Shadow Banking Topology

A new paper by the IMF provides much needed insights into the nature of Asset Backed Commercial Paper (ABCP) conduits, which amounted to $1.2 trillion in June 2007, a subset of the broader Commercial Paper shadow asset class (which as Bill Dudley discussed a week ago, hit a peak of $2.3 trillion), and the product's role in funding imbalances (and maturity mismatch) at global banks courtesy of the shadow banking system. However, the most useful observation of the paper's addenda include insights into the global shadow banking system's holdings, as well as its changing composition over time, the collapse of the ABS securitization market whose reincarnation via TALF is critical for preventing the CRE market's implosion in 2012, and lastly a comprehensive overview of the entire shadow banking system topology.

The first chart presents the breakdown of the ~$10 trillion (at its peak) in shadow liabilities. As can be seen, the Repo system, which as Zero Hedge discussed extensively previously, is the primary component of shadow money, accounting for about 25% of the entire shadow banking system.

The collapse of shadow banking and its attempted compensation by boosting traditional monetary aggregates (M1-3) is shown on the next slide. Obviously, the Fed is woefully unprepared to fully compensate for the ongoing contraction in shadow liquidity, especially of the very near-term variety. At over $2 trillion in just CP and Reverse Repo contraction from the peak, the Fed can pump all the liquidity it wants into the monetary system: it will merely slosh around equities and never make its way into anything of actual consumer value (merely speculative capital market gambling).

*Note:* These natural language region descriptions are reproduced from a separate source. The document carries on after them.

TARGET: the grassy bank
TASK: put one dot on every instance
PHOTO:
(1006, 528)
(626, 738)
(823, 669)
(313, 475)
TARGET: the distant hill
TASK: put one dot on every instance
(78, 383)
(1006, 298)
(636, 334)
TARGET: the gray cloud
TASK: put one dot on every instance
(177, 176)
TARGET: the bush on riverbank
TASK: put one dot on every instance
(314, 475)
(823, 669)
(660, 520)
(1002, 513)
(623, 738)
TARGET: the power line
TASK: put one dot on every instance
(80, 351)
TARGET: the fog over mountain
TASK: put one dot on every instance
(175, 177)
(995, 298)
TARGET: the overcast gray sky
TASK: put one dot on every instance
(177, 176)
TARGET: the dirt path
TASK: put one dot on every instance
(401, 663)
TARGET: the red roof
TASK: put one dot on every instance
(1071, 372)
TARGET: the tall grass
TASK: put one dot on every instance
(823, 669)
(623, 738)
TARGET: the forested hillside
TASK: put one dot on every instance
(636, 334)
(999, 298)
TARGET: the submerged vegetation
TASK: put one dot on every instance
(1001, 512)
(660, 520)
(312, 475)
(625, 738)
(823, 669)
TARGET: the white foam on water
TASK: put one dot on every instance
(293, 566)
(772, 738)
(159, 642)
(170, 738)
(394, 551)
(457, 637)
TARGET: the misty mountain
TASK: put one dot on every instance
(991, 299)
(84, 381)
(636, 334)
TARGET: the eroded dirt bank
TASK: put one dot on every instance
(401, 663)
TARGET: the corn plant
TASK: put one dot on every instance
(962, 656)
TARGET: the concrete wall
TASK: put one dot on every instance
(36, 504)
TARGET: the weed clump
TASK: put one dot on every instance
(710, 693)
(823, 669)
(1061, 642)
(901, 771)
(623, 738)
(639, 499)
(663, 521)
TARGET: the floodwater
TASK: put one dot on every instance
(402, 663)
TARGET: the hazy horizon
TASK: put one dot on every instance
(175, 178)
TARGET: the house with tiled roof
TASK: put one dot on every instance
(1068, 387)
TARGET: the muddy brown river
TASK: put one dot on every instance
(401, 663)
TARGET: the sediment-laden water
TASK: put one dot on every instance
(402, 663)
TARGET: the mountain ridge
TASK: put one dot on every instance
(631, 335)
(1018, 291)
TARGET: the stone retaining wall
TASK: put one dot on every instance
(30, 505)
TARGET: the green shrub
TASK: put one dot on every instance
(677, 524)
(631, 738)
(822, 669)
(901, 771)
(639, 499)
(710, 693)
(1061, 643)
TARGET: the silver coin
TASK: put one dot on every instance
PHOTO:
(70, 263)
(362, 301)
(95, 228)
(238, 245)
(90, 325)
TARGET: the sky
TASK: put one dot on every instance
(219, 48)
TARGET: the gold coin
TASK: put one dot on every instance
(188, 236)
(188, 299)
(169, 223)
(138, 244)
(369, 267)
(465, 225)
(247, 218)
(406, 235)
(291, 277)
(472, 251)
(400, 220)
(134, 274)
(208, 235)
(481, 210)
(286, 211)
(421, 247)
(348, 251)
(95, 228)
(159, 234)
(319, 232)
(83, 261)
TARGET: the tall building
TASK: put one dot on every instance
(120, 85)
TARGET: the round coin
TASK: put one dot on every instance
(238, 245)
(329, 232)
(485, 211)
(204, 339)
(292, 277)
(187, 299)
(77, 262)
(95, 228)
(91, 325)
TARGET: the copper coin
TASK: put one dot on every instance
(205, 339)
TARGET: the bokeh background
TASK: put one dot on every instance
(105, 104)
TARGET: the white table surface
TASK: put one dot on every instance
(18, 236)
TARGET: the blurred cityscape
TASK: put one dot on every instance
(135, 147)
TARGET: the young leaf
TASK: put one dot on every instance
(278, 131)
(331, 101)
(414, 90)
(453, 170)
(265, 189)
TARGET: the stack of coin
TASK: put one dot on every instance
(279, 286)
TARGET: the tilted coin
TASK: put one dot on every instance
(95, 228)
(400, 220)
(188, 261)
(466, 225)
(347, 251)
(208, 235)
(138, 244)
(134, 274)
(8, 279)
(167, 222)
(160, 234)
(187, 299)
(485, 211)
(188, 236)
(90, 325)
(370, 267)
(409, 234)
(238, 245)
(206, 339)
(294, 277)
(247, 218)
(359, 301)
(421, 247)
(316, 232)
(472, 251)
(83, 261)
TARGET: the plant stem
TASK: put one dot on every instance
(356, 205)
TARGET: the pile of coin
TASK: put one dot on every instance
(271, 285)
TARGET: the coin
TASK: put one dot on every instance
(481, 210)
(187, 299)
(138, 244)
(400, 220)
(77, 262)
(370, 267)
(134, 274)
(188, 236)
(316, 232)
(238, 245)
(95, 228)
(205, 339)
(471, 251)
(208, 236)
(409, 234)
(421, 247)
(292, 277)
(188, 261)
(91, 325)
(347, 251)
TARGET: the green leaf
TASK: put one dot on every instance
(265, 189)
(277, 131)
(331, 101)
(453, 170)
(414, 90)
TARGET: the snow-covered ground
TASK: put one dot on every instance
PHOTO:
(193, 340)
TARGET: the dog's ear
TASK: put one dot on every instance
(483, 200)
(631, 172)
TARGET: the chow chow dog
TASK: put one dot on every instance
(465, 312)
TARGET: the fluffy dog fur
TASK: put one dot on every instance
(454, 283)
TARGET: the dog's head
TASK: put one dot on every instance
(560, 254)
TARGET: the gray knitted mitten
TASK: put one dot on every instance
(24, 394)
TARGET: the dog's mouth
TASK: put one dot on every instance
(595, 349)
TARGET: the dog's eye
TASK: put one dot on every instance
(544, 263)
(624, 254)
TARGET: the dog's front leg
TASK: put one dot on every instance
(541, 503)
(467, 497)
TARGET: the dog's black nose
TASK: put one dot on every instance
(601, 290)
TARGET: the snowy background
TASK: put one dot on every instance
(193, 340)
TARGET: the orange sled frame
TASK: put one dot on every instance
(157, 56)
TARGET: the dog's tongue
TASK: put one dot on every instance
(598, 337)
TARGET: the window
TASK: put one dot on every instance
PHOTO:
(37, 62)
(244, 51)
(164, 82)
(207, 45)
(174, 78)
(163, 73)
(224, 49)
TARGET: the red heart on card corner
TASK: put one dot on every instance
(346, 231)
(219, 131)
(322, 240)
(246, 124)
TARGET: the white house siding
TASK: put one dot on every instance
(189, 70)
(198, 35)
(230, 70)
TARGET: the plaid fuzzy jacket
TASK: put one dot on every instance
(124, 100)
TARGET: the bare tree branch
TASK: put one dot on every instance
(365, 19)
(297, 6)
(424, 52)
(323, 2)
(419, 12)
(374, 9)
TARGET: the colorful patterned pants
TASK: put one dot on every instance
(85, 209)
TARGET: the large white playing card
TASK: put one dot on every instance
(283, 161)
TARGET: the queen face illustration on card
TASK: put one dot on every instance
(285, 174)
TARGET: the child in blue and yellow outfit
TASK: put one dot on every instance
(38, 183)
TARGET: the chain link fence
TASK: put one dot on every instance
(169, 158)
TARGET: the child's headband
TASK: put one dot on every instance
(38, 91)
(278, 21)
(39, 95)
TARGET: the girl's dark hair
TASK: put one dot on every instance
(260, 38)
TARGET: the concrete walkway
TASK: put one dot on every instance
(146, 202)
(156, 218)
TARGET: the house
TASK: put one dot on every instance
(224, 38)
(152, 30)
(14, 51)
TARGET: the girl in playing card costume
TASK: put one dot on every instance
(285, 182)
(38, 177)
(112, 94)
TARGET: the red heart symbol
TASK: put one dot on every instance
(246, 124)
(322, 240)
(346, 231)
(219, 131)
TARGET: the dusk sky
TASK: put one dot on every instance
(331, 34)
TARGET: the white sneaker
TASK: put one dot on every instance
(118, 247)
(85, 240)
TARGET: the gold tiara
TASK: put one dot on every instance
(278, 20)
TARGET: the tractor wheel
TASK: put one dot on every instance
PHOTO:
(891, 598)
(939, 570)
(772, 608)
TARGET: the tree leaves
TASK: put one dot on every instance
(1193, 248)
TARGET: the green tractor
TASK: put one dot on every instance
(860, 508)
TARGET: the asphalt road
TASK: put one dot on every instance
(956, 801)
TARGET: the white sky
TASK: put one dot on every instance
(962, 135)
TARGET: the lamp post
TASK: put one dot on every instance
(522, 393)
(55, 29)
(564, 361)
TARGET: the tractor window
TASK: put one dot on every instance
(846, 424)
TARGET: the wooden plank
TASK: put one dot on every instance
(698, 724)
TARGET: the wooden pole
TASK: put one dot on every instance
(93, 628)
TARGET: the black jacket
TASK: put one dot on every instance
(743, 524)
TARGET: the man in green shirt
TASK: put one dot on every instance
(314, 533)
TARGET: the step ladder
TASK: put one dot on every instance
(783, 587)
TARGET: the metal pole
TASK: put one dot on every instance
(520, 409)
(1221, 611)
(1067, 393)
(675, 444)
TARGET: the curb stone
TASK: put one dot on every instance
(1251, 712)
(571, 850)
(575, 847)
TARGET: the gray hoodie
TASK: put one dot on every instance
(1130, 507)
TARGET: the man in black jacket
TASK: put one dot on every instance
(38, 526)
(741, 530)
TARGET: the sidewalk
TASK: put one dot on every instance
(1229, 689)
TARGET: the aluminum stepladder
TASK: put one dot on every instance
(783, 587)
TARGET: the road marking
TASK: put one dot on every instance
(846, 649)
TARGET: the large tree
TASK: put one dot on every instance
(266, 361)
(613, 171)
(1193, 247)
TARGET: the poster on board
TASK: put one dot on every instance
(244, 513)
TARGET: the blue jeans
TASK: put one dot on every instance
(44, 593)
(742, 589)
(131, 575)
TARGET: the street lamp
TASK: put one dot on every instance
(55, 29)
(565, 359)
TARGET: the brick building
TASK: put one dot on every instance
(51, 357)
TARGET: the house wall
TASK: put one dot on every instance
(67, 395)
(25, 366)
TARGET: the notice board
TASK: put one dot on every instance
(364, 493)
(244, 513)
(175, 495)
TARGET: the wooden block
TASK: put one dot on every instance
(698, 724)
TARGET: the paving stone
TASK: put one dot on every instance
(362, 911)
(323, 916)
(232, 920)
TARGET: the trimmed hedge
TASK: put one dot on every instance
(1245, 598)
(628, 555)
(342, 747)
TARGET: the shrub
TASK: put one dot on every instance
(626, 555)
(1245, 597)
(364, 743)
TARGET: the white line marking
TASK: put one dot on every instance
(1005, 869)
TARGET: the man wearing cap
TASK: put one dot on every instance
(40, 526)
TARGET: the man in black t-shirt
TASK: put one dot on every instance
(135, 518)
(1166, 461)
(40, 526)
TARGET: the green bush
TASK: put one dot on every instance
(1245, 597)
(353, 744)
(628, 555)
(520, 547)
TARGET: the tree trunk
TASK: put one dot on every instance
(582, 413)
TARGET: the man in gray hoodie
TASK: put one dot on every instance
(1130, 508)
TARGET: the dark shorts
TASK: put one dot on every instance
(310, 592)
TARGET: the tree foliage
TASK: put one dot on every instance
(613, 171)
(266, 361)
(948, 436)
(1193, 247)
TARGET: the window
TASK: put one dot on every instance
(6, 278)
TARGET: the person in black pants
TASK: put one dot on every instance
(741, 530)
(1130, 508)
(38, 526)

The utter collapse in ABS products such as ABS CDOs, SIVs, Arbitrage conduits, and others is presented by the next chart. If one were to remove the government-guaranteed attempt to jump start securitization, it becomes clear that the Fed is doomed to failure at reigniting the securitization spark.

The virtual standstill in ABS issuance is seen next: there is no market interest for securitized products. Of course, that could change once CCC bonds start trading at 101, courtesy of the Fed guaranteeing that no risky asset will ever again be impaired.

The key observation is one of the most comprehensive single page topology overviews of the entire shadow banking system. The take home here is the massive leverage applied to any single product (which courtesy of soon to be defunct rating agencies was presented as having AAA or comparable collateral when in fact the underlying assets were total garbage), which ranges anywhere from 7x to infinity. This last leverage category is precisely what the Fed, in its attempt to reincarnate the bubble once again, consequences be damned, is doing its damnedest to make sure comes back. And if investors are stupid enough to fall for the same trick one again, then we all deserve the financial apocalypse that will ensue as a result. Because while in 2007 the ABS collateral pool at least had some more quality assets supporting it, over the past 2 years even these have gotten impaired, courtesy of horrendous asset resource management.